State officials say the bill places authority over taxpayer-funded services where it belongs: with state agency heads who know how much they have to spend on social welfare and are best qualified to determine who is eligible.

”It is the agency’s position that judges never had that authority,” said Lindsay Hodges, a spokeswoman for APD Director Shelly Brantley. “It is out of their jurisdiction, and we want to clarify that.”

The bill also would give foster children a boost closer to the front of the state’s waiting list for services, Hodges said, so they will not have to wait as long as children who have moms and dads to advocate for them.

Advocates for children and disabled people say the legislation is a heartless bill that would leave children who are already legal orphans with no one to speak for them but the very state that has consistently refused to help them.

”These children are the most vulnerable people in the state of Florida,” said John Hall, who heads the Association for Retarded Citizens in Tallahassee. “They were neglected and abused, and they have a developmental disability.”

Said Andrea Moore, who heads Florida’s Children First: “This is a classic case of the executive branch over-reaching and trying to deprive the judicial branch of its authority. It’s of concern to us because we believe it would violate federal child welfare law.”

Joe, who is now 18, elected to remain in foster care after he normally would have ”aged out” of the system, allowing Miami-Dade dependency Judge Cindy Lederman to continue her supervision of his case. He entered foster care as an infant.

Joe has been diagnosed as mentally retarded five times since 2001.

REPEATEDLY DENIED

But the disability agency repeatedly has refused to declare him eligible for state-paid care. Administrators cite a June 2002 evaluation conducted for the state by private psychologist Hilda Lopez. In her report, Lopez wrote that Joe’s IQ test indicated he was mentally retarded — though she refused to make a formal diagnosis.
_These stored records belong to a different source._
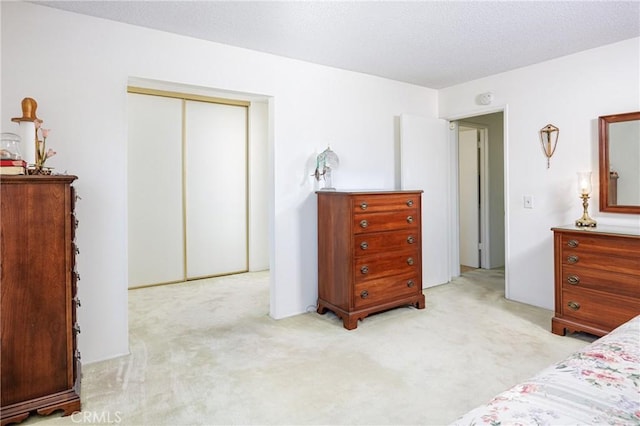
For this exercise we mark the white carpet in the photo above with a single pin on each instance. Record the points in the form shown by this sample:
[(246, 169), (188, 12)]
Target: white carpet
[(207, 353)]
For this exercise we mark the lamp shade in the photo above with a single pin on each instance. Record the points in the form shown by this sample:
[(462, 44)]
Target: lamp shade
[(584, 183)]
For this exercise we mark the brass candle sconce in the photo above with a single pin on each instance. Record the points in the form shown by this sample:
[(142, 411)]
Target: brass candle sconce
[(549, 139)]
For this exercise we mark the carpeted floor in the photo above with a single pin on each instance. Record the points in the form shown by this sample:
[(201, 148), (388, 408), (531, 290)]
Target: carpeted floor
[(207, 353)]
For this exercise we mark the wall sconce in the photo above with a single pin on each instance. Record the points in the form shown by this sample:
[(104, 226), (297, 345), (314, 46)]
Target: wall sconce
[(326, 161), (584, 184), (549, 139)]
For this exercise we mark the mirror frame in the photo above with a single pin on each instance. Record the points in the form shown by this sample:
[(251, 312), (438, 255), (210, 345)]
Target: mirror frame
[(603, 126)]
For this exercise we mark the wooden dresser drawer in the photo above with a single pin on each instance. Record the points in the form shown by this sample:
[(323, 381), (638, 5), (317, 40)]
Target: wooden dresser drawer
[(597, 278), (574, 276), (376, 291), (376, 222), (604, 309), (376, 203), (393, 263), (595, 260), (383, 242), (612, 245)]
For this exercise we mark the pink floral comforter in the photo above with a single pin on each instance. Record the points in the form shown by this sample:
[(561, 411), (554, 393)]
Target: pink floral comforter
[(599, 385)]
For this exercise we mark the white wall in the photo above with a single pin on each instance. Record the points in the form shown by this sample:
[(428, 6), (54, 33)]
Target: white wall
[(77, 68), (570, 93)]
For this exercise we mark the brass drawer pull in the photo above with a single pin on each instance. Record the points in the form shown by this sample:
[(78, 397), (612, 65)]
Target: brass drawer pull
[(573, 279), (573, 305)]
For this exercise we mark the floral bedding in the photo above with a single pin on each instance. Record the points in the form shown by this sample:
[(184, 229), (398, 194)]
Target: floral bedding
[(598, 385)]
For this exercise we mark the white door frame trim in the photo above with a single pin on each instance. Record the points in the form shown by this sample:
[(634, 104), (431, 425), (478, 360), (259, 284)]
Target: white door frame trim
[(454, 267)]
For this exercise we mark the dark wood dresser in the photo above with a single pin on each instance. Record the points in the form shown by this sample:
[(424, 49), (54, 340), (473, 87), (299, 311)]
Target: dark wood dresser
[(597, 278), (40, 362), (369, 252)]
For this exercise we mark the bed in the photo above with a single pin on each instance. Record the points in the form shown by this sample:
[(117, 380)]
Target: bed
[(598, 385)]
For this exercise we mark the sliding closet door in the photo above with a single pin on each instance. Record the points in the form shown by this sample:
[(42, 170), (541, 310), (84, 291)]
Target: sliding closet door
[(215, 188), (156, 243)]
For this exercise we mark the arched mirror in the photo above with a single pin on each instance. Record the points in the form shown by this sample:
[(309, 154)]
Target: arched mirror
[(620, 163)]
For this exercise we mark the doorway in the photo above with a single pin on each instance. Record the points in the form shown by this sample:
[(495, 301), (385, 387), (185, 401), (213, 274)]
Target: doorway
[(481, 191)]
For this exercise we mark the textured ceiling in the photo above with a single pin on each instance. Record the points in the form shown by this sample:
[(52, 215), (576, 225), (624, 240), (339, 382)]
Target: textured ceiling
[(430, 43)]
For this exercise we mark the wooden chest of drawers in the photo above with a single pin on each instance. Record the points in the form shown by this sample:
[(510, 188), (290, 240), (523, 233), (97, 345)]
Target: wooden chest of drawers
[(597, 278), (369, 253), (40, 361)]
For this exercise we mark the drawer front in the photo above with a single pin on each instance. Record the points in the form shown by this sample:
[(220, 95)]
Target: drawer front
[(373, 267), (384, 290), (375, 203), (387, 221), (374, 243), (595, 260), (598, 308), (598, 279), (611, 245)]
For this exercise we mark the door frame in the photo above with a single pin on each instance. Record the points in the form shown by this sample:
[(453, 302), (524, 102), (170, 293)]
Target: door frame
[(483, 198), (454, 266)]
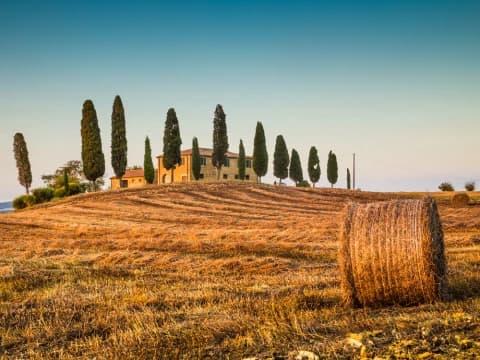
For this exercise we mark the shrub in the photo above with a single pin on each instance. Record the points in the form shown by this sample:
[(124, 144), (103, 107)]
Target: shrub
[(59, 193), (43, 194), (470, 186), (446, 186), (303, 183), (19, 202), (460, 200)]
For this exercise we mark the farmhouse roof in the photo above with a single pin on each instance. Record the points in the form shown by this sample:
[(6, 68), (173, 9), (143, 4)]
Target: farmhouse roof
[(207, 152), (131, 173)]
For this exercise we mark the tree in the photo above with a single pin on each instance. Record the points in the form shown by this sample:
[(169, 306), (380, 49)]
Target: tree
[(332, 168), (446, 186), (241, 161), (348, 179), (171, 142), (23, 163), (295, 173), (260, 155), (281, 159), (66, 184), (220, 139), (313, 165), (119, 139), (148, 169), (196, 164), (92, 154), (470, 186)]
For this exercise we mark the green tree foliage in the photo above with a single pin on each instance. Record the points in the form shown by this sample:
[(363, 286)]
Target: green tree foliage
[(92, 154), (295, 172), (119, 138), (171, 142), (241, 161), (348, 179), (220, 139), (148, 169), (66, 184), (332, 168), (281, 159), (470, 186), (23, 163), (260, 154), (313, 165), (446, 186), (196, 165)]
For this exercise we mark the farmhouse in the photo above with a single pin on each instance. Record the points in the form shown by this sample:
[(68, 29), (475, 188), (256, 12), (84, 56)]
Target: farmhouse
[(133, 178), (183, 172)]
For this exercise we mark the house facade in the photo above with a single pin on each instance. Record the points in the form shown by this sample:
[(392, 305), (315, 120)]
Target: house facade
[(208, 173), (132, 179)]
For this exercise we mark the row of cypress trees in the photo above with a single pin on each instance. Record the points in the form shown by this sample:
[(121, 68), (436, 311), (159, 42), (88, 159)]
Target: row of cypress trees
[(290, 166)]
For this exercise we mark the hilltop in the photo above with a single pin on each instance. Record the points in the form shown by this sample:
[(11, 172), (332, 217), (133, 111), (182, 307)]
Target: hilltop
[(214, 271)]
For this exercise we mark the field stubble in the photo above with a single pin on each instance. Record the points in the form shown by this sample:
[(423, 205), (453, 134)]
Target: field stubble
[(214, 271)]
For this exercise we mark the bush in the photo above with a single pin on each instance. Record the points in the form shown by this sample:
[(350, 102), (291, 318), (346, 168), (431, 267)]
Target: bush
[(303, 183), (59, 193), (43, 195), (446, 186), (20, 202), (470, 186), (460, 200)]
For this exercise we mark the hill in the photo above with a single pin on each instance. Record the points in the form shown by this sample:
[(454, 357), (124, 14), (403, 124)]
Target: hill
[(214, 271)]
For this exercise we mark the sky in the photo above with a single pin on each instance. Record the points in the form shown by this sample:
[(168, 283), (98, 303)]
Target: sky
[(396, 82)]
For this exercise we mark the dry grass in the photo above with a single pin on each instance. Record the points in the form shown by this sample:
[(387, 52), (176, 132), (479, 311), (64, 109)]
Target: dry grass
[(215, 271), (392, 252)]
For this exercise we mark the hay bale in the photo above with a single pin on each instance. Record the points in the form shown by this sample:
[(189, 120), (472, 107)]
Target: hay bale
[(392, 253), (460, 200)]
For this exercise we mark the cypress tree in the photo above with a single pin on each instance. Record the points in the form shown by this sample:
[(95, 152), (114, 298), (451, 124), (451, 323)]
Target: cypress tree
[(220, 139), (281, 159), (313, 165), (260, 155), (241, 161), (119, 139), (196, 165), (295, 173), (148, 169), (66, 185), (23, 163), (171, 142), (348, 179), (332, 168), (92, 154)]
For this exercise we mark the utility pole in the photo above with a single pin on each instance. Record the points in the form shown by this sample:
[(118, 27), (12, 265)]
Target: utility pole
[(353, 171)]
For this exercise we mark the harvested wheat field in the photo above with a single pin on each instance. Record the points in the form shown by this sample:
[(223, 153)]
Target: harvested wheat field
[(216, 271)]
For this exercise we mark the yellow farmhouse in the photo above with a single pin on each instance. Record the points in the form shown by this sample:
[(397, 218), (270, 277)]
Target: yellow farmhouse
[(183, 172), (131, 179)]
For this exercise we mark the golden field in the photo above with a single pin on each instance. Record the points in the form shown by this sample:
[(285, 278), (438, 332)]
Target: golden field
[(215, 271)]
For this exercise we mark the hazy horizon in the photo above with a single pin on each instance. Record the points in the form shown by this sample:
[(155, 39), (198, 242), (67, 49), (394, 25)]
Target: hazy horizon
[(395, 82)]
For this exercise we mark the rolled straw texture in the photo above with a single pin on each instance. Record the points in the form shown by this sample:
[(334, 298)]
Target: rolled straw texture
[(392, 253)]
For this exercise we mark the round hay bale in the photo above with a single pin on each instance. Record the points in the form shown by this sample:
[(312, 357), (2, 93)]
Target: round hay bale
[(392, 253), (460, 200)]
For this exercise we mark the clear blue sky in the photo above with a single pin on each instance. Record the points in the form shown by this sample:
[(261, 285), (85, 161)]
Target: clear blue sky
[(397, 82)]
Even a separate state agency, the Department of Children & Families, which oversaw Joe’s foster care case, acknowledged he suffered from a developmental disability.

”The great majority of psychologists and psychiatrists who have evaluated Joe since 2000 — with the marked exception of Hilda Lopez … have reached and documented the conclusion that he is mentally retarded,” DCF court liaison Meg Cantwell wrote in a June 10 letter to Lederman and another judge.
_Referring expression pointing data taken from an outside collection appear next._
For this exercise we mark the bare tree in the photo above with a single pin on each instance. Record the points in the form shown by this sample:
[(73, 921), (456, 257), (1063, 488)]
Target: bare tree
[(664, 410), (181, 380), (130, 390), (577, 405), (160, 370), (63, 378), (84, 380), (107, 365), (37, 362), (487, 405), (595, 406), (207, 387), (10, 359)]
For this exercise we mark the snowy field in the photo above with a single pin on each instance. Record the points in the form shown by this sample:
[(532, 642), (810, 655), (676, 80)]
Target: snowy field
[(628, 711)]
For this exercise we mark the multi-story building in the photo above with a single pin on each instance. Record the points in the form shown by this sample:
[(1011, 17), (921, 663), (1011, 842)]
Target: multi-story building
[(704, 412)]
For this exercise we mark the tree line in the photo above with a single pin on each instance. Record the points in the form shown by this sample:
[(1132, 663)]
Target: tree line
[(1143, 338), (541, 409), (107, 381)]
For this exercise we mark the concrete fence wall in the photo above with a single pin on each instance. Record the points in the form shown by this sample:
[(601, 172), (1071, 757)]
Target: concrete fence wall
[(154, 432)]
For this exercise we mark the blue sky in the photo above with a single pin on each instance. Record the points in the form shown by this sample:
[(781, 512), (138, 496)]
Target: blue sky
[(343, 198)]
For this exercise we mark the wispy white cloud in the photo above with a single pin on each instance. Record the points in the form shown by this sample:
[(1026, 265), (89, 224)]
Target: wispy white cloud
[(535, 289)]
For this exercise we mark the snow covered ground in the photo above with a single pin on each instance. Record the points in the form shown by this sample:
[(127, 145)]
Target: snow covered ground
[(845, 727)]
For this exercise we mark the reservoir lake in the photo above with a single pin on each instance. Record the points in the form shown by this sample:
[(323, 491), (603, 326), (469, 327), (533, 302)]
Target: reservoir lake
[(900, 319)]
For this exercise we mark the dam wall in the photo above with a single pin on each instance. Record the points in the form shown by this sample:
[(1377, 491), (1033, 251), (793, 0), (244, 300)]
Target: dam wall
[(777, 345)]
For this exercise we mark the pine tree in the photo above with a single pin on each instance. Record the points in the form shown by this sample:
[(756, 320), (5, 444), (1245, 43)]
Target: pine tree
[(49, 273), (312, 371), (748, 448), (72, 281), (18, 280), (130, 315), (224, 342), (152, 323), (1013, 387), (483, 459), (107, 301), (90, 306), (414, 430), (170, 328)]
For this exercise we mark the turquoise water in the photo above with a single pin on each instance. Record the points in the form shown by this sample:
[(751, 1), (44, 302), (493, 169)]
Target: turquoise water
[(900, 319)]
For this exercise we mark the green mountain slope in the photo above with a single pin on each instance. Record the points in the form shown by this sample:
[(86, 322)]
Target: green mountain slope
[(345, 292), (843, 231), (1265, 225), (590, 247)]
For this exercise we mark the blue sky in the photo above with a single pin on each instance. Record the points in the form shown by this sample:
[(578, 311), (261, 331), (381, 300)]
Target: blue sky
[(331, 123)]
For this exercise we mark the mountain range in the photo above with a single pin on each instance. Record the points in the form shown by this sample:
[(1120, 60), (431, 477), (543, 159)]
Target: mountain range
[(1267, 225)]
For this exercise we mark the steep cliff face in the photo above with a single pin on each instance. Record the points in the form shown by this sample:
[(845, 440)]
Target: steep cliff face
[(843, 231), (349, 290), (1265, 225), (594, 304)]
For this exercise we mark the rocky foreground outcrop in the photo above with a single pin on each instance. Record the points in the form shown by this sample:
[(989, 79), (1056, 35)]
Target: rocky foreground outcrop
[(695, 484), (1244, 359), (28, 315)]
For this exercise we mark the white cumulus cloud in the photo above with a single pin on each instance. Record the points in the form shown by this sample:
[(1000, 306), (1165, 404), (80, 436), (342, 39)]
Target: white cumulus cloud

Though Lopez and the APD refused to declare Joe disabled, the psychologist still recommended he receive care.

”Joe needs affection and guidance,” Lopez wrote in her June 2002 report. ”Due to his emotional, cognitive and social condition, he requires very specific and highly involved case management.” Lopez recommended the boy get academic tutoring, a life-long guardian and a speech therapy evaluation.

The two Miami judges, Lederman and delinquency Judge Lester Langer, were determined to get Joe services, such as speech and occupational therapy, a room in a group home that specializes in caring for disabled youths, behavioral therapy, tutoring and vocational training.

”Joe is a young man who has been met with a great deal of adversity from the very systems that were designed to help and support youth with special needs,” Joe’s foster care case manager wrote in a recent report. “Joe has been bounced from system to system and has lost his trust and faith in those who attempt to offer him any help or supports.”

Joe, the report added, “is in a very sad and difficult position. He is in essence homeless.”

In September, Langer was forced to close his case on the young man, having achieved virtually nothing. Last month, Joe was arrested for bringing a pocketknife to a South Miami-Dade high school — a felony. He told school officials he put the knife in his pocket and forgot it was there.

”Joe is a picture-perfect example of the need for courts and judges to have some authority over these kids,” said Langer, who presided over delinquency hearings for the youth since 2001. Since Joe was consistently determined to be incompetent, all of Langer’s cases were dismissed with no final outcome.

Said Langer: “My fear is that, under this new bill, all we’ll be doing is setting up some of our most vulnerable citizens for failure.”